Imaginext: Operation Space Rescue, 2009
In accordance with prophesy, I managed to be born during the space race of the 1960s. This made it my destiny to cross paths with an action figure by the name of Major Matt Mason. Rolled out by Mattel in 1966, he and his space friends had a wide range of accessories and vehicles perfectly designed to ignite the imagination of kids like me and get us thinking about how cool the future was going to be. It inspired the artists among us to start imagining that future on paper rather than wait for it to show up. I was one of them. (Learn more about the Major Matt Mason toys here.)
If I’d been born 30ish years later, that itch would have been scratched by the Fisher-Price toy company (a division of Mattel) when they released a toy line called Imaginext. Launched in 1998, it was made up of characters and playsets in multiple genres (medieval times, modern city, pirates, dinosaurs, etc.) that could be combined in dream-team crossovers. When they added a space genre, it became another path I was destined to cross.

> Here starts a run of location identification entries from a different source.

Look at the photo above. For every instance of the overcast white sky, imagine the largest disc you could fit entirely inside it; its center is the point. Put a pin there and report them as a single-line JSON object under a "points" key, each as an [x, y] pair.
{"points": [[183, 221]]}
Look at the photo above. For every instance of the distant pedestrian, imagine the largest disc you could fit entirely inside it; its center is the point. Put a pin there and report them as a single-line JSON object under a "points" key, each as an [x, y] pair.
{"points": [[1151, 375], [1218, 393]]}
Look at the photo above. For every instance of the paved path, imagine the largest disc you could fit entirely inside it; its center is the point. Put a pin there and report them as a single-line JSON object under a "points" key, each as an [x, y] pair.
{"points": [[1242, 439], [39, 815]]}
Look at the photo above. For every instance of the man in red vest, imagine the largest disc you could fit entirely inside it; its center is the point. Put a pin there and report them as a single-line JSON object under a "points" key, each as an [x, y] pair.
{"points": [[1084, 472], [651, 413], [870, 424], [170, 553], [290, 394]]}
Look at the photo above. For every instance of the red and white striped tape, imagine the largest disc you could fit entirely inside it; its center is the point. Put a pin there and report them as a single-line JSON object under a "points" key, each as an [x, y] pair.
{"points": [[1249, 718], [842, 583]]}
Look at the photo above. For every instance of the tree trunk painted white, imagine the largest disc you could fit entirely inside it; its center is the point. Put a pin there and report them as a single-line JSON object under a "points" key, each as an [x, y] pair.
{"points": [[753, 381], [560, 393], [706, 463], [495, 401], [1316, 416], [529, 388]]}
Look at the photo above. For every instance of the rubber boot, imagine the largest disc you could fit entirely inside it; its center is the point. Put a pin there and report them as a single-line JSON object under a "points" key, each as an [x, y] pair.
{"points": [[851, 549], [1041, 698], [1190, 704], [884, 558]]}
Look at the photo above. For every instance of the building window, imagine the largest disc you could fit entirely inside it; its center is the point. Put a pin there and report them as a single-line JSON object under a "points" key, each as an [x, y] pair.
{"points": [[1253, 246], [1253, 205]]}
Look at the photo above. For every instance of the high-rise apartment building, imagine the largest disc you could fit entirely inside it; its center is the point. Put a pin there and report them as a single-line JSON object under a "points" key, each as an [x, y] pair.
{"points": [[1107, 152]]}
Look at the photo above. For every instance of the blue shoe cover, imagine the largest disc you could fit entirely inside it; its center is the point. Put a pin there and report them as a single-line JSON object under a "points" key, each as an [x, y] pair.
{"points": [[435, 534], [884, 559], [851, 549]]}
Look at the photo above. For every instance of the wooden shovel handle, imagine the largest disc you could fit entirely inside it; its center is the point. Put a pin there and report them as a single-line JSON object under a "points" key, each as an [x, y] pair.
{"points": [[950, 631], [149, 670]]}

My TV animation slate was pretty full in 2008 with Batman, the Brave and the Bold, Wolverine and the X-Men, and other things. But when my friends at Wildbrain animation studio rang me up for help, I never turned them down. The call for this project came in the fall of 2008, and all they had to say was “space adventure” to get me in the door.
I hadn’t heard of Imaginext yet, but that’s where the project came from. Wildbrain was producing a series of 12-minute CG animated films to promote the toy line, and this one was to be titled Operation Space Rescue. (Yes, please. I’ve worked on far fewer space shows than I wished for. Even a preschool one was welcome.)
Official synopsis:
Meet five exciting Imaginext super heroes from each of the Imaginext worlds! One of their team members, Doc, is in trouble with aliens — on the Moon! In Operation Space Rescue, Doc must summon the other heroes with the magical Imaginext amulet. With it, they become a team, ready to avert the problems and dangers lurking throughout every Imaginext world. Can the team come together in time to help Doc save the Space Shuttle…and the day?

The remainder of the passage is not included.